LOUISVILLE, KENTUCKY – NOVEMBER 20: Kelley O’Hara #5 of Washington Spirit celebrates after scoring during extra time against Chicago Red Stars during the NWSL Championship held at Lynn Family Stadium on November 20, 2021 in Louisville, Kentucky. (Photo by Tim Nwachukwu/Getty Images)

Chicago fans everywhere were hoping for a two-trophy summer after the city’s WNBA team won their first-ever championship earlier in October. With the Red Stars battling in the NWSL championship less than a month later, it was looking like the Windy City might become the temporary center of the women’s sports world.

But the Washington Spirit had other plans. After Candace Parker went home to Chicago to lead the Sky to the title, it was Washington’s Kelley O’Hara who did the same thing Saturday, bringing a title to her adopted hometown of D.C. in her first season with the Spirit.

Not only that, she even scored the winning goal, heading home the game-winner in extra time to propel the Spirit to a 2-1 win.

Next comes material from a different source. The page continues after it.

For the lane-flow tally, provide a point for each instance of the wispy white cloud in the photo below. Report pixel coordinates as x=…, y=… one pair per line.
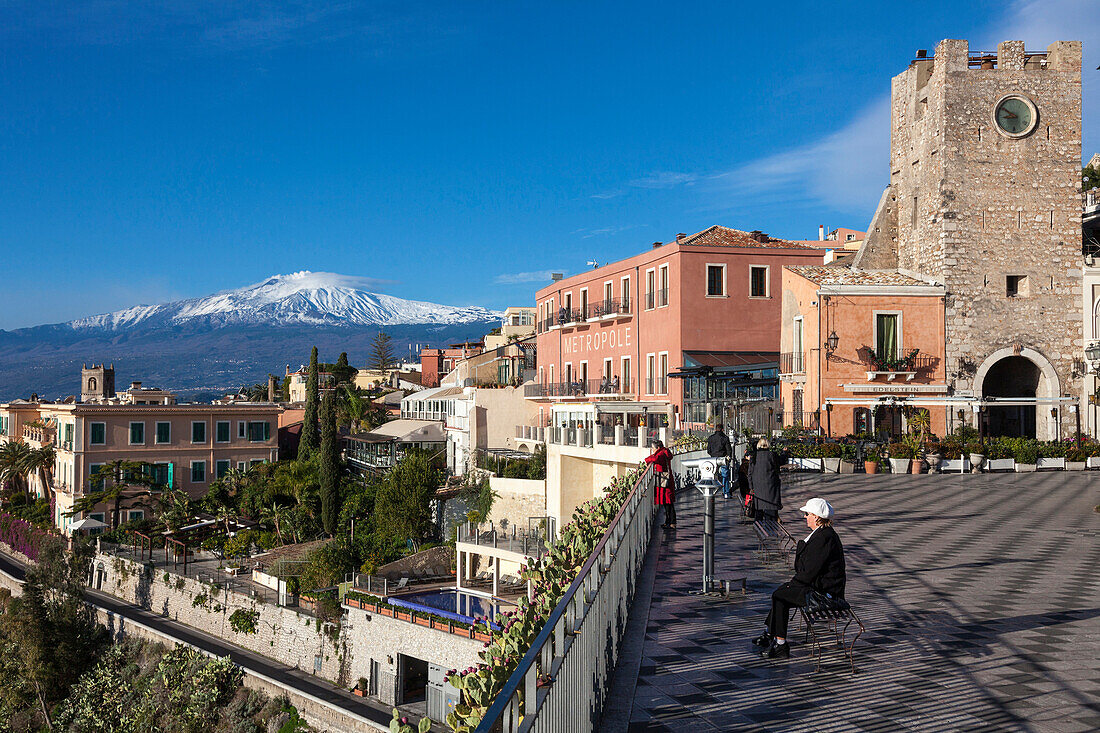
x=520, y=277
x=848, y=168
x=604, y=231
x=664, y=179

O’Hara, who grew up in Georgia and attended Stanford University, moved to Washington, D.C. while playing for the Utah Royals (now the Kansas City Current) in order to be with her partner. The nation’s capital has since become the city she calls “home.”

“Since moving here, I’ve loved every second of it,” O’Hara said in December. “I love the city. Love the energy it brings. Love what it has to offer.”

If the 33-year-old didn’t appreciate the city as much as she did, she says she never would made the move from the Royals to the Spirit — a trade that happened in December 2020 in which Utah received $75,000 in allocation money and a first-round draft pick if O’Hara played in half the Spirit’s games in 2021 (she played 17 of 24 during the regular season).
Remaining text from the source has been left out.